Really interesting read. Some of the notions espoused in this link really seem to make a case for microkernels.



That's odd - a question I asked in 2010 has now made it to the front page.


But you already got the "Famous Question" badge for it a year ago: http://stackoverflow.com/help/badges/28/famous-question?user...


The Internet is forever.


The URL indicates that the user posted it to get a stack overflow badge just like you did.

I don't think you can fault it for him if you did the same:)


On the ipv4 Internet? 2^96. (32 bit src and dest addrs, 16 bit src and dest ports)


Can't you have multiple connections to the same host?


Yes, but only to separate ports. A connection in TCP is uniquely identified by a tuple of {source IP, source port, destination IP, destination port}. Usually the source port is automatically assigned by the source system, and it picks an unused one.


Yeah, that's why I included port numbers.


That would be encoded in the multiple source ports, and multiple source IP addresses if your box has them.


The actual question title limits it to a "modern Linux box", so they aren't really asking for the "theoretical maximum".



Also relevant: "1 million is so 2011" from WhatsApp's blog

http://blog.whatsapp.com/index.php/2012/01/1-million-is-so-2...


Just be sure to turn off iptables because that doesn't support more than ~64K connections.


You probably had the maximum number of connections in ip_conntrack_max set to ~64K


Could you post a link to that info? I hadn't come across that limitation before.


I'm looking for a link, but in the meantime, I was working on a product where we had to map every connection between 2 routers to a new connection between 2 boxes (imagine having 2 boxes MITMing 2 routers and remapping every TCP session internally so you could change the traffic transparently to the recipient).

We needed to prove we could handle 100k TCP sessions and it would fail at ~64k sessions when iptables was running on either box (even with an "allow all" rule). Otherwise our hardware would fall over around the default File Descriptor limit.
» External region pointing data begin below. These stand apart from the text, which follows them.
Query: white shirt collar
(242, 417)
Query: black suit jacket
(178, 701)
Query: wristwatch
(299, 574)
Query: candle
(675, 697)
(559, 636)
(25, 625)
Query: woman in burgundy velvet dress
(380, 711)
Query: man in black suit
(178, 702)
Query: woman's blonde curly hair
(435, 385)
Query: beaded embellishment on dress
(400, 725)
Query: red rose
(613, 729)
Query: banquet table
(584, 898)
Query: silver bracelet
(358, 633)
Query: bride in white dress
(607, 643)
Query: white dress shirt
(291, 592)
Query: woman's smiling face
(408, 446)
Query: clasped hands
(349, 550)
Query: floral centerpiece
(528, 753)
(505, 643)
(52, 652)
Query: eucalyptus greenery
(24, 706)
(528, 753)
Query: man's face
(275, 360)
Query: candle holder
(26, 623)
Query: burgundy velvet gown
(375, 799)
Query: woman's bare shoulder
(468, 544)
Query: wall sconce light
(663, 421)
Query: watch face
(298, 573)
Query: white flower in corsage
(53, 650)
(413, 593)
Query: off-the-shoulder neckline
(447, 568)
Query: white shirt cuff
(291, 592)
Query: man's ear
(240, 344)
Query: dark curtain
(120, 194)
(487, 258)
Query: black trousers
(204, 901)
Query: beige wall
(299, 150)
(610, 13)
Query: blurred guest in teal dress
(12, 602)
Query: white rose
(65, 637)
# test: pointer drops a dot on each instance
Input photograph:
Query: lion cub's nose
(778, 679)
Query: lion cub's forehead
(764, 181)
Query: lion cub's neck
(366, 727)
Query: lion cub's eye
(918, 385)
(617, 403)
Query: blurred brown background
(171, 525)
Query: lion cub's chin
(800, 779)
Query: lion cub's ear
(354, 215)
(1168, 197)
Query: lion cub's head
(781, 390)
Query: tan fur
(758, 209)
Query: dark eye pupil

You should have a look to see how much memory the connection tracking table is actually taking up. IPTables stores a lot of its information in kernel space, but modifications are copied to user space, updated, then written back. As an example, for large project X with >100,000 users connecting through a linux-based gateway device, using a single firewall rule to allow access for each device grew larger than RAM available to the kernel. You can also tune the size of the connection tracking table (and pretty much everything else related), but 64k sessions was never a breaking point for us.